Two Polish co-founders of a company called Enigma Pattern decided to honor Alan Turing's ground-breaking work at Bletchley Park, where Turing had automated the testing of over 15 billion possible passwords each day by building what's considered the first modern computer. They took the problem to a modern cloud infrastructure provider, renting what one describes as "2,000 minions that do the tedious work" — specifically, crunching 41 million combinations each second — using Grimm's Fairy Tales to train an algorithm to recognize when they had found a commonly-used German word (including familiar bedtime stories like Hansel & Gretl and Rumpelstiltskin). "In the end the AI could not understand German. But it did what machine learning does best: recognize patterns."
"After 13 minutes of minion work, boom! The new Bombe had broken the code."
Turing's birthday is Saturday — and it's nice to see him being remembered so fondly.
"In late 2017, at the Imperial War Museum in London, developers applied modern AI techniques to break the 'unbreakable' Enigma machine used by the Nazis to encrypt their correspondences in World War II."
Two Polish co-founders of a company called Enigma Pattern decided to honor Alan Turing's ground-breaking work at Bletchley Park, where Turing had automated the testing of over 15 billion possible passwords each day by building what's considered the first modern computer. They took the problem to a modern cloud infrastructure provider, renting what one describes as "2,000 minions that do the tedious work" — specifically, crunching 41 million combinations each second — using Grimm's Fairy Tales to train an algorithm to recognize when they had found a commonly-used German word (including familiar bedtime stories like Hansel & Gretl and Rumpelstiltskin). "In the end the AI could not understand German. But it did what machine learning does best: recognize patterns."
"After 13 minutes of minion work, boom! The new Bombe had broken the code."
Turing's birthday is Saturday — and it's nice to see him being remembered so fondly.
The Germans never would have used such an encryption if modern methods of breaking it existed. So a complete misnomer.
I'm pretty sure it was Europe.
Slashdot, fix the reply notifications... You won't get away with it...
...I am so old that I saw it in a theater... :-)
The Final Countdown is a 1980 alternate history science fiction film about a modern aircraft carrier that travels through time to the day before the 1941 attack on Pearl Harbor.
https://en.wikipedia.org/wiki/...
Only one...which was also enough to screw the Germans.
Care killed the cat, but satisfaction brought it back.
Bletchley Park's successes were certainly an important factor in the Allied victory. But those successes didn't just depend on quick decryption.
- BP was the first organization to take codebreaking to an industrial scale, and one of the first to experience information overload in a war scenario. They were drowning in radio traffic, and had to make sense of it all for the intel to be of any use.
- BP was one of the most closely guarded secrets of the war. Any Allied operation that was too obviously the result of information the Allies could only have gotten by reading Enigma, would have compromised all of BP's work. The Germans would have switched to new, better coding machines and BP would have been back at square 1. So elaborate measures were taken to provide plausible explanations for how the Allies got their intel. Reconnaissance efforts were directed toward enemy troop concentrations, for example. Sometimes the Allies couldn't use their intel because no plausible explanation could be fabricated in time.
- The Germans occasionally introduced new Enigma variations (the 4-rotor naval and intelligence versions, the steckerboard, new rotors).
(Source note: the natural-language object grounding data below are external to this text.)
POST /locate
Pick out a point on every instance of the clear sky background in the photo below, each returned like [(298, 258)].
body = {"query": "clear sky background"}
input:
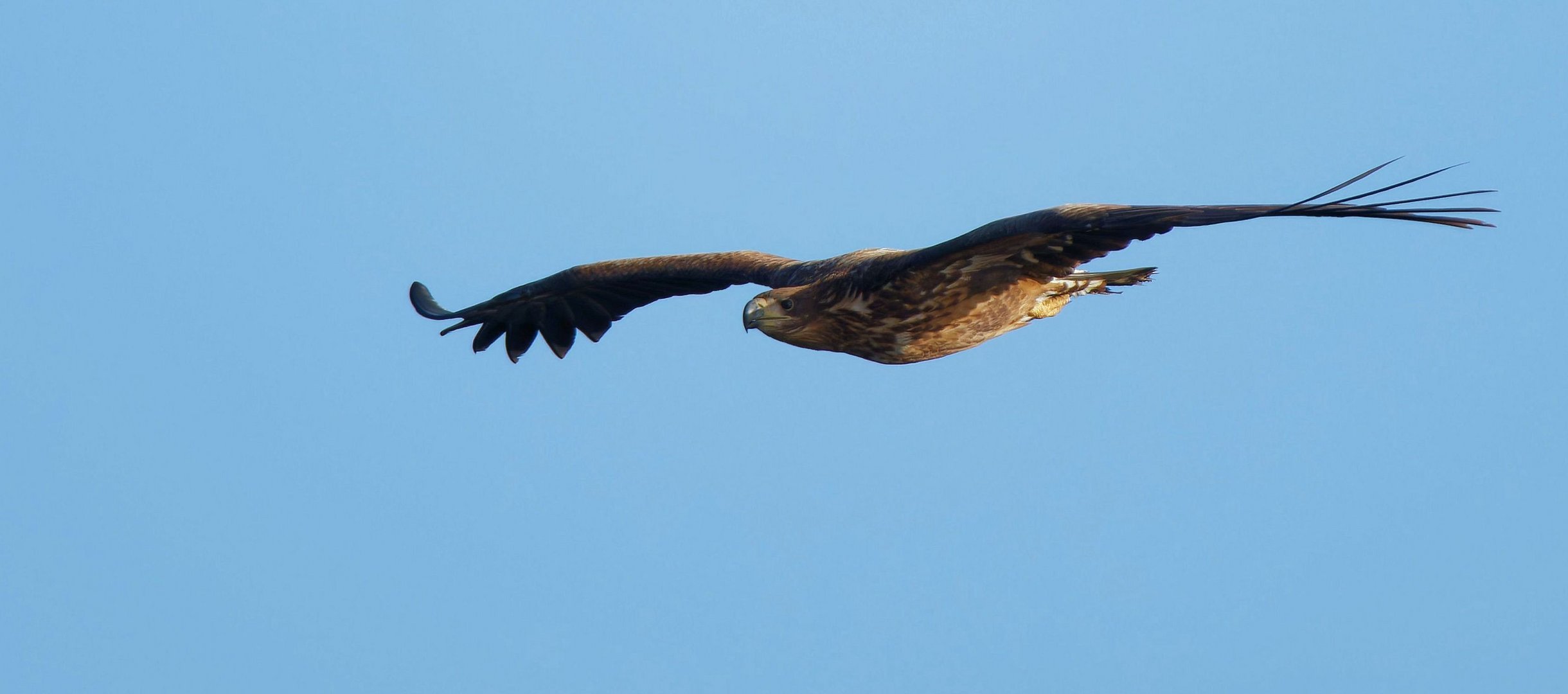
[(1313, 455)]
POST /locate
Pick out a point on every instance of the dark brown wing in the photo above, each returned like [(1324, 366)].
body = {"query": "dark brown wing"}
[(1051, 244), (590, 296)]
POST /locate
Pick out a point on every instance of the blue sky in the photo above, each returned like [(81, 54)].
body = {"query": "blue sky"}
[(1310, 456)]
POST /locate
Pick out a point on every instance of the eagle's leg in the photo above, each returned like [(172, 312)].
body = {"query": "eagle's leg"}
[(1059, 292), (1048, 306)]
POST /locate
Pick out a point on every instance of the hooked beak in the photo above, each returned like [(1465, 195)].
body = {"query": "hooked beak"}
[(758, 312), (753, 316)]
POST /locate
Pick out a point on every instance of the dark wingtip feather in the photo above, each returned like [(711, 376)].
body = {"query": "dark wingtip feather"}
[(427, 305)]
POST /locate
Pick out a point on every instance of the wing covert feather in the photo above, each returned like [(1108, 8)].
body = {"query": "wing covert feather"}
[(589, 298)]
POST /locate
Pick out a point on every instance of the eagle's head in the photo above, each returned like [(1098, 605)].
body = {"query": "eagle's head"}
[(783, 314)]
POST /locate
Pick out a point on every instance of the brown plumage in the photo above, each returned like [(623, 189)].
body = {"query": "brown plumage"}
[(891, 306)]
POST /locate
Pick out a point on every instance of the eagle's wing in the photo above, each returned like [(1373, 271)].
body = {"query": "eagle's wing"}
[(590, 296), (1051, 244)]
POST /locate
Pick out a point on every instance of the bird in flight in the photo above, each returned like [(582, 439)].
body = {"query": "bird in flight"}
[(895, 306)]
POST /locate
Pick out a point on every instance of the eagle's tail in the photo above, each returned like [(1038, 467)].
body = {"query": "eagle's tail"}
[(1116, 278), (1205, 215)]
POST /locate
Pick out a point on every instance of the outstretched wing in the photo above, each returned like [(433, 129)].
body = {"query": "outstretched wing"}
[(1051, 244), (590, 296)]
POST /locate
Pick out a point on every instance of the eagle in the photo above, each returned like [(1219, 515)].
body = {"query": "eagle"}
[(895, 306)]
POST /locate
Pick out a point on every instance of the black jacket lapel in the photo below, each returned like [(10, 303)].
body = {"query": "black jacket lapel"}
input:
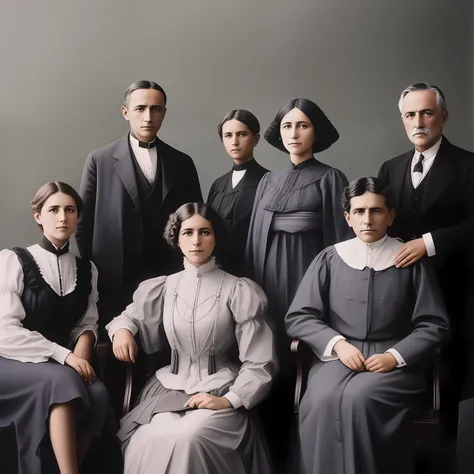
[(439, 176), (125, 170)]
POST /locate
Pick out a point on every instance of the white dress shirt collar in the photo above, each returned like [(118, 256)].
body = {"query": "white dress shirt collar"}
[(377, 255), (147, 159)]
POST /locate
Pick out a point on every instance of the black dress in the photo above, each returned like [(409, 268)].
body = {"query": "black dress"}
[(297, 213), (29, 390), (234, 205)]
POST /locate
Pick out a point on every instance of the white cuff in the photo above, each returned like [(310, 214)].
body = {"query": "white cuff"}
[(59, 353), (398, 357), (117, 324), (234, 399), (329, 354), (93, 330), (429, 243)]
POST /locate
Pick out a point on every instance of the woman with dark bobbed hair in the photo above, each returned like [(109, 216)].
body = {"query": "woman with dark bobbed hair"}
[(48, 327), (192, 415), (297, 213), (232, 195)]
All BP had to work out how these machines worked, was the encrypted radio messages (and on one memorable occasion, the chance to steal an actual machine from a German U-boot as it sank). It could take months to work out how new rotors were wired.
- Once the bombes were up and running, the time to get the day's settings dropped to a few hours, and it became rare for BP not to break the settings for all major networks before the day was over.
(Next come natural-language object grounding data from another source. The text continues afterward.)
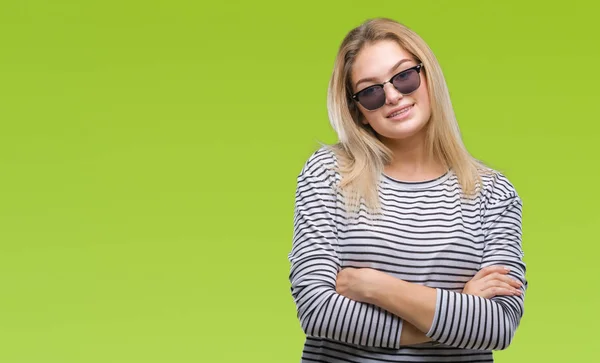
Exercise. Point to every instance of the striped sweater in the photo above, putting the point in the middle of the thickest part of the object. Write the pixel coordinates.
(426, 235)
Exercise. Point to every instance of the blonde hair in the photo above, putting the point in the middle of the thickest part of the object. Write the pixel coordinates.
(361, 155)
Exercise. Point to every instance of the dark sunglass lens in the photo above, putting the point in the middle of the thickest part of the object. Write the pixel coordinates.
(372, 97)
(407, 81)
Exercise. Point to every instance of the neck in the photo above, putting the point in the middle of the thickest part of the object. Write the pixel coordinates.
(411, 160)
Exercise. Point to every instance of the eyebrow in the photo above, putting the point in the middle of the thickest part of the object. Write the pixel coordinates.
(372, 79)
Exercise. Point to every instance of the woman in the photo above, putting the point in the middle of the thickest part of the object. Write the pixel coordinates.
(405, 247)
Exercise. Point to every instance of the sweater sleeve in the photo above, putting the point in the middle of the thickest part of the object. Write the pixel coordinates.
(315, 264)
(472, 322)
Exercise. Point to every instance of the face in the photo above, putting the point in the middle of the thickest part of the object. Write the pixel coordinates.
(378, 63)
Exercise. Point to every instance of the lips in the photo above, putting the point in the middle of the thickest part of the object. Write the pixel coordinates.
(398, 110)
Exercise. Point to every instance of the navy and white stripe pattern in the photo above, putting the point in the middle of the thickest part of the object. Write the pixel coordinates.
(427, 235)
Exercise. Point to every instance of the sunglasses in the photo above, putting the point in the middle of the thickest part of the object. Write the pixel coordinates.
(405, 82)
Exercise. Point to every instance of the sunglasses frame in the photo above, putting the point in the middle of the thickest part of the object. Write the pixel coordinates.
(418, 68)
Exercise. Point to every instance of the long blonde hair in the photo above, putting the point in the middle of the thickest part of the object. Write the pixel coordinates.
(361, 155)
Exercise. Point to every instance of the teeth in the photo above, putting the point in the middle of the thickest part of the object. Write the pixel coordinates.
(404, 110)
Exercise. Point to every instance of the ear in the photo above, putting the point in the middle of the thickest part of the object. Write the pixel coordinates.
(363, 119)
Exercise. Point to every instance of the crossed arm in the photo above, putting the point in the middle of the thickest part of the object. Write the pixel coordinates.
(369, 307)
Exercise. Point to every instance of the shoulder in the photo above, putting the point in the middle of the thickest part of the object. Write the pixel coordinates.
(497, 187)
(321, 164)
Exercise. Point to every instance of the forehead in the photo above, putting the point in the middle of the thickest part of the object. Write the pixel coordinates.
(375, 60)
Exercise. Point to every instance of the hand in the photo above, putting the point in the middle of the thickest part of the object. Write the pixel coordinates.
(492, 281)
(358, 284)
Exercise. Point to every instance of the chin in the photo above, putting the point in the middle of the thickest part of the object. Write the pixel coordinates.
(402, 131)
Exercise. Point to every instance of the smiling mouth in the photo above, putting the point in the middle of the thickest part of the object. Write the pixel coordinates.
(401, 112)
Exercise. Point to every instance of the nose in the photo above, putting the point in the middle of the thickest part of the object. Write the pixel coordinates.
(392, 96)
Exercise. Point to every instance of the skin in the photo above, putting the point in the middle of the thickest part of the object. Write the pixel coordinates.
(414, 303)
(406, 138)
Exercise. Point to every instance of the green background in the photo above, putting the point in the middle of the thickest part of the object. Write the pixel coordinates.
(149, 150)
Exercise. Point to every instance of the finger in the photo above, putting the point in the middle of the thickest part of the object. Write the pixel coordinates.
(497, 283)
(504, 278)
(490, 270)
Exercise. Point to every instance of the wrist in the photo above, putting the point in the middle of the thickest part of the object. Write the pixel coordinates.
(382, 285)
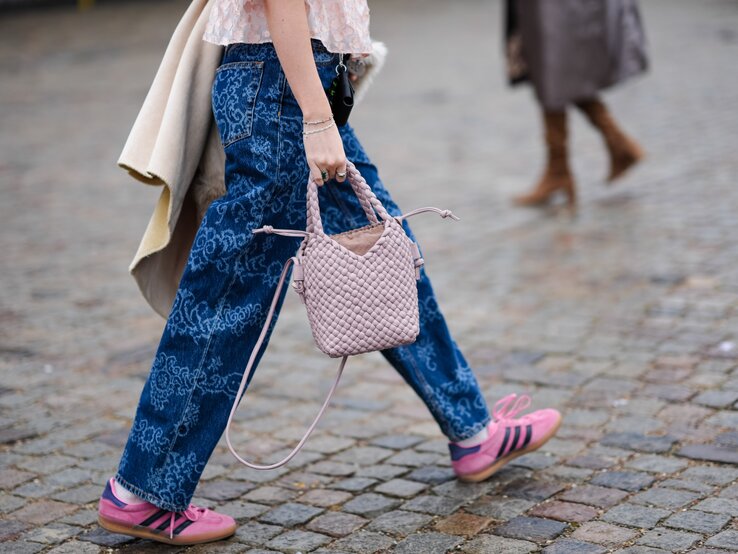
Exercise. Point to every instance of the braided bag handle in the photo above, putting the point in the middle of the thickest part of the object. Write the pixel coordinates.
(368, 200)
(371, 204)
John Birmingham's "Axis Of Time" trilogy expands on the idea. A failed physics experiment creates a wormhole that transports a modern carrier battle group into the middle of Admiral Spruance's fleet on its way to Midway. Great story.
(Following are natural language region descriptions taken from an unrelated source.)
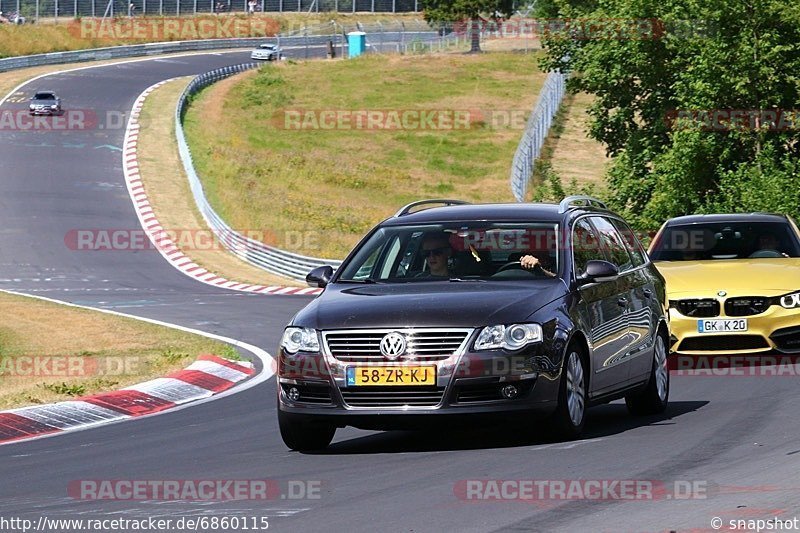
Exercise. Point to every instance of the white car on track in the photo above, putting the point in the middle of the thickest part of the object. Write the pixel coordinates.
(267, 52)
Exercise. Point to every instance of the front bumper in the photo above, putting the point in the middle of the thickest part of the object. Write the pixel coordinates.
(469, 390)
(776, 328)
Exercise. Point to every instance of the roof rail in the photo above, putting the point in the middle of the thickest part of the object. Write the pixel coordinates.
(407, 209)
(579, 200)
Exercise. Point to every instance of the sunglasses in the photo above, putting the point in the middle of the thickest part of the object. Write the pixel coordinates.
(434, 251)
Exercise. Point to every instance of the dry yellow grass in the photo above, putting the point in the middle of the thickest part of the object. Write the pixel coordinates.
(333, 185)
(575, 156)
(50, 352)
(168, 190)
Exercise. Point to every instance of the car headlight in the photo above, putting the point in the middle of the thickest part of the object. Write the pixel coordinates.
(299, 340)
(790, 301)
(511, 337)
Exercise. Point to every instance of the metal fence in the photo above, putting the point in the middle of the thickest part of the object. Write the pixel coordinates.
(256, 253)
(539, 122)
(55, 9)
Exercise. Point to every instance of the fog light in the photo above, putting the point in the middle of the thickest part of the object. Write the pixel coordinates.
(509, 392)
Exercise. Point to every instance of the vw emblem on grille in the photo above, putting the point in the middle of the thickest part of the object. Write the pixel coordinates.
(393, 345)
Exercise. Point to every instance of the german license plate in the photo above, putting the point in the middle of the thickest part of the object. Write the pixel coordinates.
(722, 325)
(391, 375)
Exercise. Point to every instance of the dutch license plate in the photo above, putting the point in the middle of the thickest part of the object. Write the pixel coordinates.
(391, 375)
(722, 326)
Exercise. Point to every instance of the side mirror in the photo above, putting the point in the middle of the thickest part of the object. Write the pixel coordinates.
(320, 276)
(599, 271)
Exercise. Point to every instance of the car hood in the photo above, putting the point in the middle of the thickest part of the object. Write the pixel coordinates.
(737, 277)
(434, 304)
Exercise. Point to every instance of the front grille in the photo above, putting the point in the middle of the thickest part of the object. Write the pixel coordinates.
(715, 343)
(421, 344)
(787, 339)
(392, 396)
(698, 308)
(316, 394)
(746, 305)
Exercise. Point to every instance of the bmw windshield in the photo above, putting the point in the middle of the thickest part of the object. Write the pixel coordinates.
(456, 252)
(725, 240)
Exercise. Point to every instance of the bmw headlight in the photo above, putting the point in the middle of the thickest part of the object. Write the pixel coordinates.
(299, 340)
(790, 301)
(511, 337)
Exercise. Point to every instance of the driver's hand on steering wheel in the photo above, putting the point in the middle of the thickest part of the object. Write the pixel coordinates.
(529, 262)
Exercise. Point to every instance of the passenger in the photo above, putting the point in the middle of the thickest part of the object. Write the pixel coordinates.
(437, 252)
(769, 242)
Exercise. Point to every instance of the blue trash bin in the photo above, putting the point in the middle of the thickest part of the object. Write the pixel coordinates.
(356, 43)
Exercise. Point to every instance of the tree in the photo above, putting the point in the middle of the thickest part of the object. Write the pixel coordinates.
(661, 73)
(449, 11)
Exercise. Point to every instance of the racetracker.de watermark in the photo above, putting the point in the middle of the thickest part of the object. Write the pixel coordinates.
(173, 28)
(399, 119)
(95, 240)
(723, 120)
(769, 366)
(194, 489)
(69, 366)
(579, 489)
(65, 120)
(588, 29)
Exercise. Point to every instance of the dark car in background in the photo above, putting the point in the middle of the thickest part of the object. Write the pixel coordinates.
(434, 316)
(45, 103)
thegodmovie.com - watch it
If he had a minigun firing at 6,000 rounds per minute, with an effective range of 1,000 meters, I'd say there's a good chance he could kill enough of them that the rest would flee. They would see their compatriots falling to the ground dead for no apparent reason, accompanied by a strange noise. They'd probably think they were being slaughtered by whatever god they believed in. You definitely wouldn't have to kill the entire army.